James Cameron, ex-oficial do Royal Tank Regiment e CEO da Mission Motorsport, foi pioneiro em uma abordagem única para a recuperação de veteranos: aproveitando o apelo da mecânica e das máquinas para enfrentar as barreiras de saúde mental e de emprego. Em vez de depender de métodos terapêuticos tradicionais, sua instituição de caridade atrai veteranos por meio de um envolvimento tangível e baseado em habilidades – uma estratégia que ele chama de usar “coisas brilhantes”.
Da corrida à reabilitação
Fundada em 2012, a Mission Motorsport inicialmente focou no automobilismo como um nicho para a reintegração de veteranos. No entanto, desde então, tornou-se numa importante organização de defesa, transformando eficazmente competências militares em empregabilidade civil. Cameron explica o princípio fundamental: os veteranos são muito mais propensos a envolver-se em tarefas práticas, como a reparação de caixas de velocidades, do que em grupos de apoio convencionais. Esta abordagem contorna o estigma e a resistência frequentemente associados às discussões sobre saúde mental.
O Cavalo de Tróia da Saúde Mental
As “coisas brilhantes” não servem apenas para se manter ocupado; eles são uma tática deliberada. Como diz Cameron, o fascínio da maquinaria funciona como um “cavalo de Tróia” para o apoio à saúde mental. Uma vez que os veteranos estejam envolvidos no trabalho mecânico, a instituição de caridade pode introduzir sutilmente programas de bem-estar mental, capitalizando seu envolvimento para lidar com o trauma e o isolamento subjacentes. O nome da organização, Mission Motorsport, é um tanto enganador, pois as suas atividades vão muito além das corridas.
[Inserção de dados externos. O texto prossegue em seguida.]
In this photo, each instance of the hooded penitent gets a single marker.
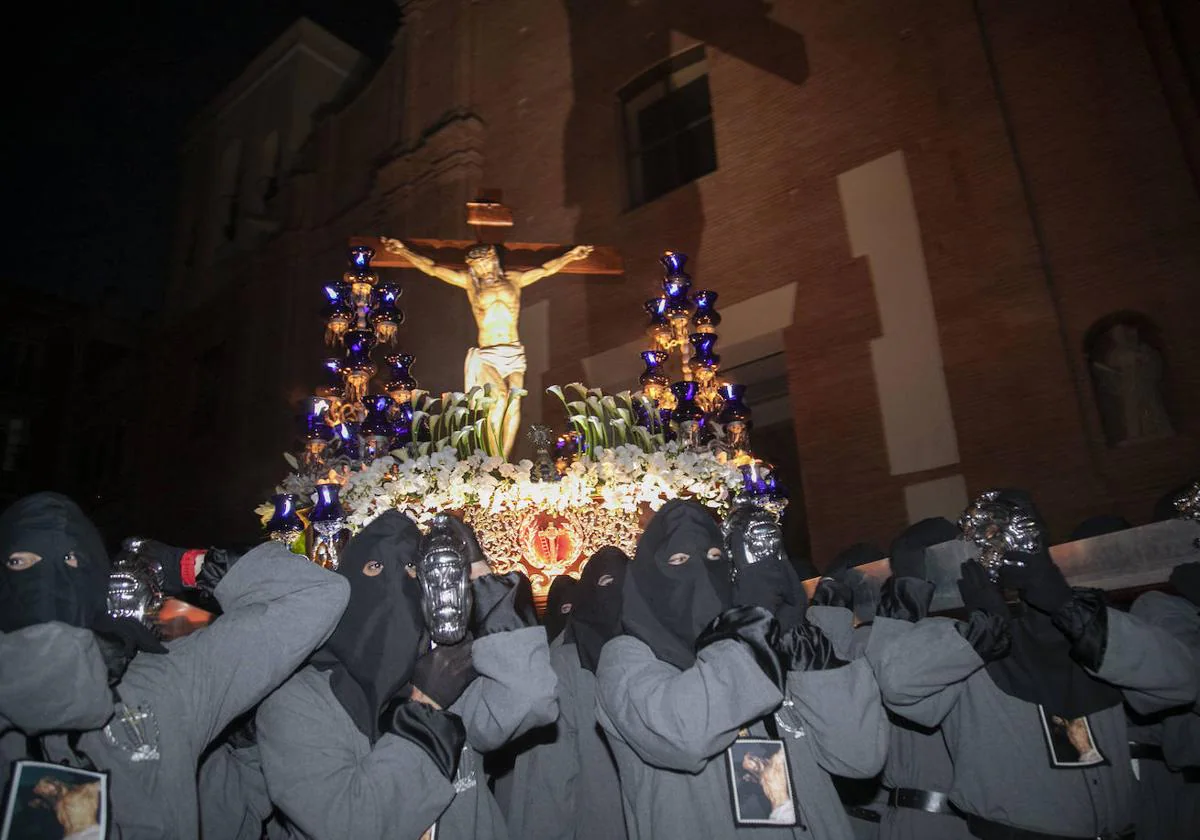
(559, 604)
(375, 646)
(69, 583)
(763, 576)
(595, 617)
(678, 582)
(55, 569)
(1038, 667)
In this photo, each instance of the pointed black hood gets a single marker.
(375, 646)
(595, 617)
(70, 582)
(678, 582)
(559, 604)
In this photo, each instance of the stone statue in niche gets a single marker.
(1128, 376)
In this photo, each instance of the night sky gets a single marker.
(102, 96)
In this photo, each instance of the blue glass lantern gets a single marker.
(329, 532)
(402, 425)
(654, 381)
(665, 423)
(659, 330)
(387, 317)
(348, 437)
(331, 383)
(687, 415)
(357, 366)
(706, 318)
(400, 384)
(735, 417)
(339, 312)
(705, 361)
(285, 525)
(676, 283)
(361, 257)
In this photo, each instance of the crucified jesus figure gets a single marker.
(495, 297)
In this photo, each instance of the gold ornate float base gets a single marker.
(545, 545)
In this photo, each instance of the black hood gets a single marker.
(907, 557)
(595, 617)
(54, 528)
(1038, 667)
(375, 646)
(559, 603)
(666, 605)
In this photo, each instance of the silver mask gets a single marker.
(444, 574)
(135, 586)
(751, 535)
(999, 527)
(1188, 503)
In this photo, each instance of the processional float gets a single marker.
(375, 441)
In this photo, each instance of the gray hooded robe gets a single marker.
(276, 609)
(347, 787)
(1169, 807)
(1002, 773)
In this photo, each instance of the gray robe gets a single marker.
(1168, 807)
(1002, 773)
(565, 786)
(669, 731)
(277, 609)
(330, 783)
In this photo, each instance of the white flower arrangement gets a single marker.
(622, 478)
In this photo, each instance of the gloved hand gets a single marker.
(1186, 580)
(988, 634)
(755, 628)
(807, 648)
(905, 599)
(161, 559)
(120, 640)
(438, 733)
(1084, 621)
(978, 592)
(832, 593)
(502, 603)
(444, 673)
(216, 564)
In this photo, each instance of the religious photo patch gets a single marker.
(1069, 742)
(49, 801)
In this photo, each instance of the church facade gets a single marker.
(955, 243)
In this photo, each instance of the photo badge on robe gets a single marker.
(49, 801)
(1069, 742)
(761, 783)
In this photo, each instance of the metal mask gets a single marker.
(444, 574)
(751, 535)
(1188, 503)
(999, 526)
(135, 586)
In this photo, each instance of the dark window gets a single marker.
(669, 126)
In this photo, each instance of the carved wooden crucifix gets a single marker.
(492, 273)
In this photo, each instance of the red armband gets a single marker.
(187, 567)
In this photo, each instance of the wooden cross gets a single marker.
(491, 220)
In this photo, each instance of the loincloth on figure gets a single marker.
(504, 359)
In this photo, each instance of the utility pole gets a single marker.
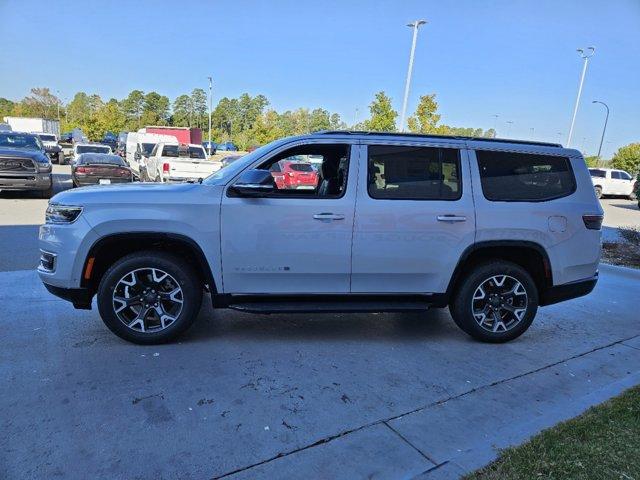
(585, 56)
(210, 104)
(606, 120)
(415, 25)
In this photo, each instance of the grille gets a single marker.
(16, 164)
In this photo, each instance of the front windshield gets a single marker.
(20, 140)
(92, 149)
(146, 148)
(224, 174)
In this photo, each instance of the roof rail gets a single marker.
(438, 137)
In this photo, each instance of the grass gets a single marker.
(603, 443)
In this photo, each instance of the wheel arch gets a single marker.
(530, 255)
(109, 248)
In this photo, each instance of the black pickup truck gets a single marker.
(24, 165)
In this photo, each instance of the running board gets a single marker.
(329, 304)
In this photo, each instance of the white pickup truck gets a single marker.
(172, 162)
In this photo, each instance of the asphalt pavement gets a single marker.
(289, 396)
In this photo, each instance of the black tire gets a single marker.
(184, 275)
(461, 304)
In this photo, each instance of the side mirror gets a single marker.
(254, 183)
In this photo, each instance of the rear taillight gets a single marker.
(593, 222)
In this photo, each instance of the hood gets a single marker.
(134, 193)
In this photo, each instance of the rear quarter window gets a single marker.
(524, 177)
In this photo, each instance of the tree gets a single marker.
(627, 158)
(199, 107)
(383, 116)
(132, 106)
(425, 119)
(109, 118)
(6, 108)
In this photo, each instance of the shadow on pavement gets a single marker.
(18, 247)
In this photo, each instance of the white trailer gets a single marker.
(34, 125)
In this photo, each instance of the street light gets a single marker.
(210, 100)
(415, 25)
(585, 56)
(510, 123)
(606, 119)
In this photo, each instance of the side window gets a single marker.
(315, 170)
(414, 173)
(524, 177)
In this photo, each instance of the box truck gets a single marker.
(183, 134)
(34, 125)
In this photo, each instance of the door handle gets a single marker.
(327, 216)
(451, 218)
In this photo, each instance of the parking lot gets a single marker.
(298, 396)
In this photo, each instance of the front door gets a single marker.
(414, 218)
(297, 240)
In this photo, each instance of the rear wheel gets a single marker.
(149, 297)
(496, 302)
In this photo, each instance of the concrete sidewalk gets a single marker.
(297, 396)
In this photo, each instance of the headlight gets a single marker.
(62, 213)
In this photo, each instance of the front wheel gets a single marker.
(496, 302)
(149, 297)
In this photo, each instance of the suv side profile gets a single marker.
(493, 229)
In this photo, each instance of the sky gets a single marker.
(513, 58)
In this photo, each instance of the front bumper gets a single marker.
(567, 291)
(25, 181)
(80, 297)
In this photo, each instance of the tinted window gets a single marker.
(92, 149)
(99, 159)
(508, 176)
(197, 152)
(414, 173)
(19, 140)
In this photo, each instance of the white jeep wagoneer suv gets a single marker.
(491, 228)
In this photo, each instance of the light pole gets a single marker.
(606, 119)
(415, 25)
(210, 103)
(510, 123)
(585, 56)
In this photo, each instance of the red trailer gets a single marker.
(183, 134)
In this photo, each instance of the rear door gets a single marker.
(414, 217)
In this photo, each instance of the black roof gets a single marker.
(437, 137)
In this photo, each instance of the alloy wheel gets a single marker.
(147, 300)
(499, 303)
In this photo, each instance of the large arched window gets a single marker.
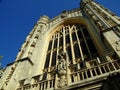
(73, 39)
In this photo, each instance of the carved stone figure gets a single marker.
(62, 64)
(62, 70)
(118, 45)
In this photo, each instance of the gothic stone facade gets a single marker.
(77, 50)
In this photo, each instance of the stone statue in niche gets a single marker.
(118, 45)
(62, 69)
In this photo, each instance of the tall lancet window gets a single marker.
(73, 39)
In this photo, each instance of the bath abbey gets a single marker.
(78, 49)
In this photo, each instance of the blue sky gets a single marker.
(17, 18)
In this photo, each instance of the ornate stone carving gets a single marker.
(118, 45)
(62, 70)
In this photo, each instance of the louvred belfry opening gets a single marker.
(73, 39)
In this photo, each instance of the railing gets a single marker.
(94, 71)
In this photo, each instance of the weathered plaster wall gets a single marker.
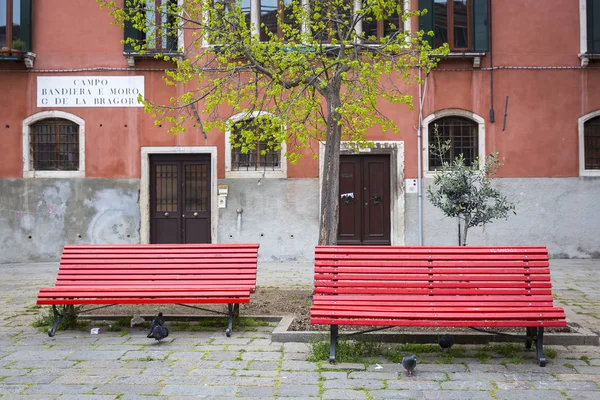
(560, 213)
(39, 216)
(280, 214)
Preenchendo a lacuna linguística civil
Um desafio fundamental para os veteranos é traduzir as suas competências altamente valiosas, mas muitas vezes desarticuladas, em termos que os empregadores civis compreendem. A cultura militar suprime ativamente a autopromoção individual, criando um forte contraste com o mundo empresarial, onde muitas vezes se espera uma autodefesa agressiva. Cameron destaca a desconexão com um exemplo: Gary Dunning, um veterano que minimizou o seu serviço como “cavar trincheiras”, estava na verdade a gerir o RH para uma sede da OTAN com mais de 400 pessoas.
Essa “barreira linguística” torna muitos veteranos invisíveis para os empregadores. A Mission Motorsport ajuda a superar isso reformulando a experiência militar em termos amigáveis aos civis. O sucesso da instituição de caridade reside no reconhecimento de que os veteranos respondem melhor aos desafios práticos do que às discussões abstratas, tornando o trabalho mecânico uma ferramenta poderosa para a recuperação e reintegração.
A entrevista completa com James Cameron está disponível no Autocar Meets via Apple Podcasts, Spotify e outras plataformas importantes de podcast.